Mav, I have question for you and the other posters with regards to time it might seem a bit weird but I thought i might as well put it out their :confused:;

Does time really exist within the financial market ?

Can something such as value of share price for example be right and wrong at the same time ?

Apologise for the weird question just try-in grasp other people thoughts on some abstract ideas and thoughts.
 
During usdjpy drop US stocks actually went up considerably. Correlation didn't work. I am interested maybe you have some thoughts on that? What actually happened?
 
Mav, I have question for you and the other posters with regards to time it might seem a bit weird but I thought i might as well put it out their :confused:;

Does time really exist within the financial market ?

Can something such as value of share price for example be right and wrong at the same time ?

Apologise for the weird question just try-in grasp other people thoughts on some abstract ideas and thoughts.
If I say product A cost 100. No other information. Tell me is it cheap or expensive?
 
Thank you Mav,

Now, I am a rather dull witted Norwegian. For my own clarity, are these your confirmation numbers (meaning not your OR numbers)?

If yes, it appears all your confirmation numbers, like mine, mirror the OR numbers (no ½ numbers like Fisher describes). Your intraday of 30 minutes is interesting because I wrongly assumed you used primarily a 5 minute for constructing your numerlines.

I didn't know you were Norwegian. I have a lot of Norwegian blood in me. :)

Correct...confirmation.
 
Hello Mav,

Say you are going to buy a stock that has pulled back into what you consider a good puke candidate and you decide to go long. How do you enter?

Thank you.

Now Robert....this is in the ebook. LOL. You can enter at whatever level optimizes your risk/reward. So if you are leaning against a given A level and your exit is another A level, then choose the appropriate level that provides an attractive return on risk.
 
Mav, I have question for you and the other posters with regards to time it might seem a bit weird but I thought i might as well put it out their :confused:;

Does time really exist within the financial market ?

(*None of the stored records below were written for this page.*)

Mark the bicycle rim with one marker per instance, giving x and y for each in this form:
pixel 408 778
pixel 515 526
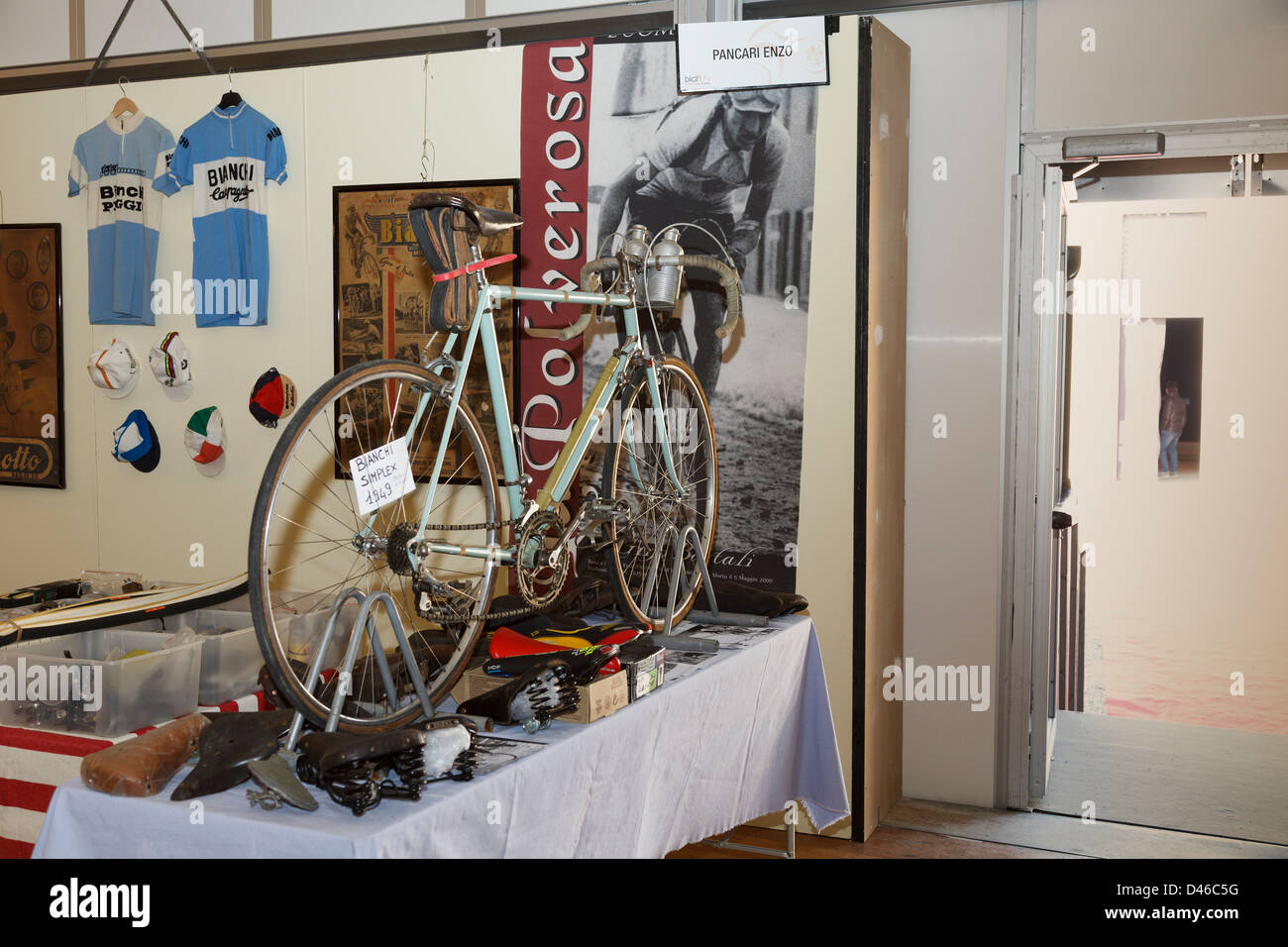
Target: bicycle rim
pixel 635 474
pixel 309 544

Can something such as value of share price for example be right and wrong at the same time ?

Apologise for the weird question just try-in grasp other people thoughts on some abstract ideas and thoughts.

Time actually is very important in most financial models. This is because money has different values across time. For example the cost of money i.e. interest. Bonds are priced off of their present value of future cash cash flows. A $100 a year from now is NOT worth $100 today. It's discounted by a time factor and possibly even a risk factor.

In the ACD world, time is an opportunity cost. A big one at that. Example, say I put 10k into AAPL stock at time zero. At t+1 AAPL has showed no gain. But the other stock I was thinking of buying, NFLX is up 10% at t+1. This means the opportunity cost for holding AAPL was 1k. That's real money. Opportunity cost is one of the most important variables in finance and economics for that matter. It's because we are all faced with a capital constraint. We can't do everything we want, we have to make choices and those choices come at a cost. You always need to know what that cost is. Time is one of the most overlooked variables on ET. People on this forum just shout out predictions and calls with no regard to time hence the calls have no value.